Demandes antérieures
[12] Les demandes des parties suivent deux premières demandes similaires qui ont menés, après négociation entre elles, à une décision du tribunal le 15 mai 2013 dont il est utile de reprendre le texte :
[2] Le locateur demande de plus la résiliation du bail au motif que le locataire paie fréquemment son loyer en retard.
[3] À l'audience, les parties admettent être liées par un bail du 1er juillet 2012 au 30 juin 2013 au loyer mensuel de 700 $, payable le premier jour de chaque mois.
[4] Le locateur reconnaît que le locataire a payé le loyer dû ainsi que les frais judiciaires avant l'audience et qu'aucune somme ne lui est due à ce titre.
[5] Pour sa part, le locataire admet avoir, par le passé, accusé des retards dans le paiement de son loyer.
[6] Considérant le paiement, le locataire n'est pas en retard de plus de trois semaines pour le paiement du loyer, la résiliation du bail n'est donc pas justifiée par l'application de l'article 1971 C.c.Q.
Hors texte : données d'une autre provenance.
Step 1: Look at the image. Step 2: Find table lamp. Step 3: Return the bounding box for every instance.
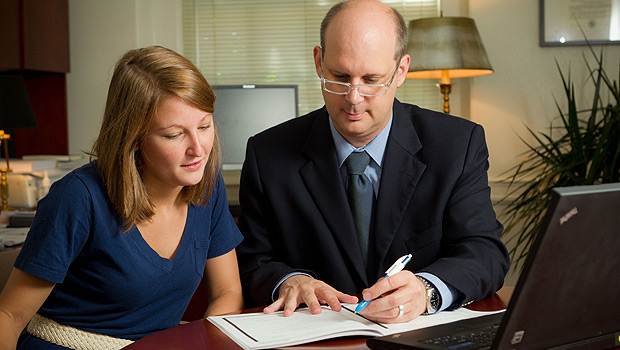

[7] En ce qui a trait à la demande pour retards fréquents, le tribunal, suivant l'accord des parties, rappelle au locataire que le loyer est payable, suivant l'article 1903 du Code civil du Québec, le premier jour de chaque mois.
POUR CES MOTIFS, LE TRIBUNAL :
[8] PREND ACTE des admissions et entente intervenues entre les parties. »
L’objection du locataire
[13] Le locateur veut mettre en preuve des retards du locataire à payer ses loyers antérieurs à la décision du 15 mai 2013 ci-dessus.
[14] Le locataire s’y oppose, plaidant la chose jugée quant à ces loyers.
[15] Le tribunal a pris cette objection sous réserve et procède maintenant à la trancher.
[16] Dans l’affaire Shapem Etincelle De Vie c. Jean-Francois Vezina, la juge administratif Francine Jodoin devait apprécier la preuve des retards fréquents pour une période de temps qui avait déjà fait l’objet d’une semblable décision par le tribunal, mais que le locateur avait choisi de ne pas exécuter. Elle opine en ce sens au sujet de la chose jugée :
« l'autorité de la chose jugée sur tous les faits découlant de ce litige (article 2848 C.c.Q.). Il s'agit d'une présomption absolue qui comporte l'interdiction de décider à nouveau d'un litige qui a fait l'objet d'une décision. Aussi, le tribunal ne peut, dans une procédure subséquente, considérer les faits qui sous-tendaient la procédure antérieure et qui ont fait l'objet d'une décision.
Il s'agit en somme d'éviter qu'une partie saisisse constamment le tribunal des mêmes faits alors que le litige a été décidé.
Tel qu'expliqué à l'audience, le tribunal ne peut donc, dans le cadre de la présente demande, apprécier les retards antérieurs à cette décision. »[1]
[17] Rappelons que l’article 2848 C.c.Q. mentionné par Me Jodoin établit les critères de la chose jugée soit : Une demande fondée sur la même cause et mue par les mêmes parties, agissant dans les mêmes qualités, que la chose demandée est la même alors qu’un jugement a déjà été rendu sur les mêmes prémisses.
[18] Or, force est de constater que le tribunal ne s’est pas prononcé sur les retards antérieurs au 15 mai 2013 si ceux-là animaient les parties lorsqu’elles se sont adressées au tribunal à l’époque.
[19] Or, dans sa décision du 15 mai 2013, le tribunal ne se prononce sur aucun des motifs avancés par les parties dans leurs demandes respectives et il n’émet aucune décision, ni ordonnance, comme l’a, à juste titre, fait remarquer le locataire.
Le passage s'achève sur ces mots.